My words are becoming lacy with cobweb kisses. I’ve forgotten the meaning of time. Hours run into minutes, but days can creep on like centuries. I would call, but my voice is a dried bouquet of flowers others call weeds. Is this romance or me losing myself inside of your empty spaces? I want to stop being an ancient monument and quit crumbling. I’m beginning to see the torture of time in places you begged me to not steal from. I try not to go to those places because pick-pockets lurk and danger haunts, but the allure of the unknown hangs within my reach. Words are never enough to express the thousand-million things I want to say, but I try anyway. Fiction was always easier than the raw poetics of life. I breathe easier with a foreign coin in my pocket. Maybe that’s the wanderlust in my soul. I am learning to find myself in the rubble of an ancient city. I think of Pompeii and the skeletons who held so many memories. When our souls evacuate, those memories are nothing more than the volcanic dust that circle our bodies like chalk outlines. All we have is right now. Here. In front of us.
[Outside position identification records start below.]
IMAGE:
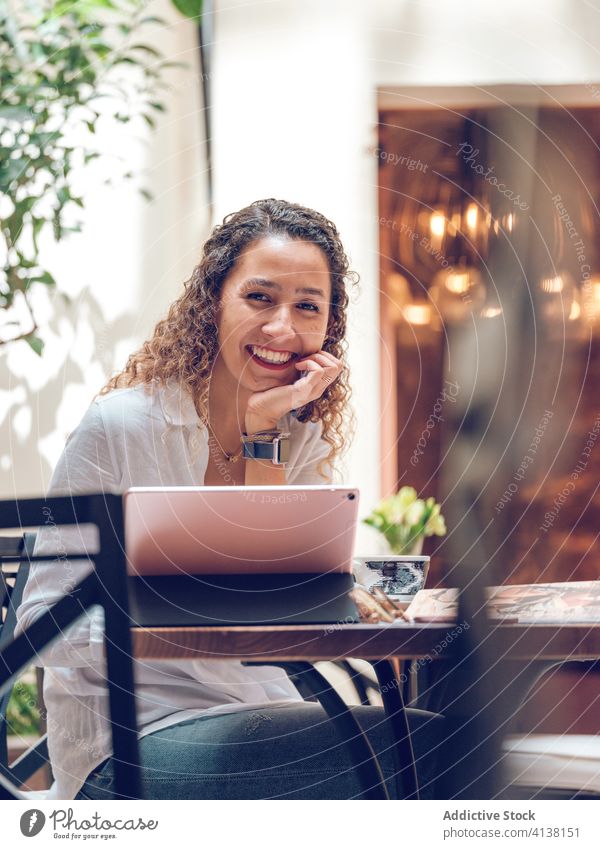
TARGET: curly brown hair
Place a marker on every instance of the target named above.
(184, 345)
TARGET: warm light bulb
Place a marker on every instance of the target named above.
(437, 224)
(552, 285)
(419, 314)
(458, 282)
(471, 217)
(491, 312)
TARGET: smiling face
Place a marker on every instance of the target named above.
(274, 309)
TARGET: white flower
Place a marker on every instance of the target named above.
(415, 513)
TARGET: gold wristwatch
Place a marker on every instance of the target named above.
(273, 445)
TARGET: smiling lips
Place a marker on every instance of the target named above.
(267, 358)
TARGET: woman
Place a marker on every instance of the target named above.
(253, 348)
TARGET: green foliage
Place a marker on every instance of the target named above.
(58, 60)
(22, 715)
(404, 519)
(189, 8)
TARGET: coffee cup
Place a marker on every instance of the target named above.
(399, 576)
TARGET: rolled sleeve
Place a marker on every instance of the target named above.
(85, 467)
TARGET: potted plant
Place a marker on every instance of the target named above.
(59, 62)
(405, 520)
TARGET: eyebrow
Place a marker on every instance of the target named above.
(269, 284)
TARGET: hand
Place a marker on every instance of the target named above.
(317, 372)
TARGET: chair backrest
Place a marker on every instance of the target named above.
(105, 585)
(12, 584)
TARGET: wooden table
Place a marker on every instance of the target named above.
(547, 642)
(523, 651)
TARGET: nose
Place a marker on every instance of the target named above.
(280, 323)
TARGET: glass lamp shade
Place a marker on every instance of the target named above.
(559, 301)
(458, 291)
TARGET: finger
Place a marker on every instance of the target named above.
(323, 357)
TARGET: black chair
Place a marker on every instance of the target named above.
(106, 585)
(12, 583)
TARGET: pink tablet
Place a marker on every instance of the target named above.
(237, 530)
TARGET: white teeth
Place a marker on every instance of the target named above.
(271, 357)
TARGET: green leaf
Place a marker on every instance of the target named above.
(189, 8)
(15, 113)
(151, 51)
(153, 19)
(46, 278)
(35, 343)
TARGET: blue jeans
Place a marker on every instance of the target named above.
(289, 752)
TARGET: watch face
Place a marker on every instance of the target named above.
(284, 451)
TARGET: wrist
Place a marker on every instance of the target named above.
(254, 423)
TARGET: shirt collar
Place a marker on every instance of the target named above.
(177, 405)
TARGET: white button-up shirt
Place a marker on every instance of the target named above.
(132, 437)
“The letters they wrote her: desperate, hoping, wanting love like some want breath. I just wanted freedom.”
It is nothing of me to wish upon stars. I’ve been doing it for years. I remember lying in bed, wondering when I would taste freedom. When I ran, I always imagined an escape. A jailbreak. Now, I’m starting to break free of my chains, and it’s opening a new world of possibilities, but I could never run alone. I remember pleading with people to run away with me. I knew the train timetables by heart. I had a go-bag packed. Let’s run.
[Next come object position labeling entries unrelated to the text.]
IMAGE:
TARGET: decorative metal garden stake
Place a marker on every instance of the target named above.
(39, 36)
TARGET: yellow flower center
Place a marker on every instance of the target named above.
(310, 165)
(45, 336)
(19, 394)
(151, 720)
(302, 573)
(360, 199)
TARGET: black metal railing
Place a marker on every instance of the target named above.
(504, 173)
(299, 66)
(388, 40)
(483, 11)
We are built on our ancestor’s graves, and all I can think of is all the people who went to the balcony Juliet stood from. The letters they wrote her: desperate, hoping, wanting love like some want breath. I just wanted freedom.
I sold my soul for a dictionary, and now, all I have left to atone for is my sins. You would never look at me and know my wildest stories. You would imagine me hiding in a library corner, watching the antics, but if I opened up, you would be surprised to see not simply a phoenix, not a butterfly, but a mountain lion.
My roar might be rusty, my words might be weak, but given enough time, the fire returns to my eyes, the flush comes back to my cheeks, and I am strong. I am stronger than I give myself credit for. I am rising again. It’s an ebb and flow. I don’t know what the tides will hold, but I surrender myself to its waves. I am an ocean inside of a human being.
I always want to be seen. That must be the lion in me. I want to have my story heard. I want a megaphone, but I shrink when I notice the audience. I wilt in the stage-lights. I wasn’t always like this. I was born to perform, but the world made me invisible. I’m fighting back. I’m rebelling simply by being brave enough to speak my name. I hope this feeling is one that blossoms further and further.
But I have my trepidation.
I have felt this bliss before. I have experienced this euphoria. I wait for the shoe to fall, the mountain to collapse, the ocean’s tide to dissipate, and the roar to dim to a mumble.
But I hope, this time, it’s different.